Il punto è: e chi resta? Eh già con Andrea Zanzotto si spegne l’ultima voce di una «quarta» generazione lunghissima, che ha contribuito alla fortuna poetica dell’Italia del dopoguerra. Rimane attivo ˗ e vivo – solo Elio Pagliarani: ma è tutta un’altra poesia, erano già lontani tra di loro, nel turbinio letterario del 1963. Il paese alzava il proprio livello culturale e la voce di Zanzotto già si esprimeva su perturbazioni sociali dense di una complessa alienazione vissute, e a volte espresse, nel suo veneto, in una chiara ricerca di sperimentalismo presente già in Da dietro il paesaggio: «Mese di pochi giorni / o tu docile polpa, / chiaro collo curioso / seno caldo che nutre».

Certo. Non tutto è stato positivo, si pensi a Vocativo, colmo di stilemi ermetici fin troppo fuori d’uso: i plurali emblematici, la continua aggettivazione capziosa, e le fin troppo usate analogie. Il vero momento di svolta è in Ecloghe, dove la letteratura, la lingua diventano espressione totalizzante dell’io e, come ha detto Agosti, il suo critico più puntuale e completo, «il significante non è più collettivo a un significato… ma si istituisce esso stesso come depositario e produttore di senso» e, in un certo senso, l’io-poetico sembra slegarsi ad ogni esperienza rendendo il linguaggio esplosivo e distante.

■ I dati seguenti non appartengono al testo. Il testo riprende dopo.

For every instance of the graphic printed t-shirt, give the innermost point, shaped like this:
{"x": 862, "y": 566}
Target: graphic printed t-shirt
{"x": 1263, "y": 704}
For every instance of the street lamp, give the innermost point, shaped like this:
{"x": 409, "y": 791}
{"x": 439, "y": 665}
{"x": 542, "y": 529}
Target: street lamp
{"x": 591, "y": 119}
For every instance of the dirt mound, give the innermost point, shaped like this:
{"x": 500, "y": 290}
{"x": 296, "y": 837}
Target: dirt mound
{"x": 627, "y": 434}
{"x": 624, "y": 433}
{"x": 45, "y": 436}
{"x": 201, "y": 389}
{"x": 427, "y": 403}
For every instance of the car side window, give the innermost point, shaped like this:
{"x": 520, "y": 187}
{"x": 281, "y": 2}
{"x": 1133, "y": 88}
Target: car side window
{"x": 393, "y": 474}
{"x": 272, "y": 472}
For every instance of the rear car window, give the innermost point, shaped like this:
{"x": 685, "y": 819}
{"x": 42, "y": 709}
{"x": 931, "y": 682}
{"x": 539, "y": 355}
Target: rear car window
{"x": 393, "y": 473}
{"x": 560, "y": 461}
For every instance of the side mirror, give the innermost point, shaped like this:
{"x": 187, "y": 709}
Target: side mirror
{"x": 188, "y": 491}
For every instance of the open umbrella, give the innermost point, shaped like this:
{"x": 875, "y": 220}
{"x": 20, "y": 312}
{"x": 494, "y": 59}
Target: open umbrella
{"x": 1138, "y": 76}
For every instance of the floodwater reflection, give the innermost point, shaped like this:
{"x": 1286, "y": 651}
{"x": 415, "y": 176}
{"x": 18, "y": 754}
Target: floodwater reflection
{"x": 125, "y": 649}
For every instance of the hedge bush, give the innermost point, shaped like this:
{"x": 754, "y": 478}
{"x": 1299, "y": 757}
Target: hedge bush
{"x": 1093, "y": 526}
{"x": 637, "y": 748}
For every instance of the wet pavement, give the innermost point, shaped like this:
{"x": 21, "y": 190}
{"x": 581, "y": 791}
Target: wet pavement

La continua sperimentazione, e il nuovo ruolo del significante, lo porterà ad utilizzare elementi grammaticali in modo copioso e altamente estremo: i morfemi che assumono lo statuto delle parole piene, «volare è un insetto, issimo», le parti del discorso che scambiano i propri ruoli, «E ogni ha in sé la sua piccola teodicea». Il vero peso di Zanzotto nella cultura poetica italiana è nella più alta sperimentazione. Negli ultimi anni si era avvicinato al cristianesimo; anche in questo caso tramite la sperimentazione assistiamo all’avvicinamento al carattere della trasformazione tipica della cristianità: la pars destruens «male s’aggancia / il fatto semantico al fatto fonematico».

Un poeta che come ha detto Montale «suggestiona potentemente e agisce come una droga sull’intelletto giudicante del lettore». In poche righe, in una pagina, parlare di chi ha attraversato un secolo non è mai facile, quella di Montale mi sembra la sintesi migliore. Andrea Zanzotto è morto martedì, i suoi versi in un clima profetico, come sempre, qualche tempo fa avevano sentenziato: «Siamo ridotti a così maligne ore / da chiedere implorare / il ritorno della morte / come male minore». Spero che il suo sguardo sulla società si sia spento senza rabbia ma con una qualche lontana speranza.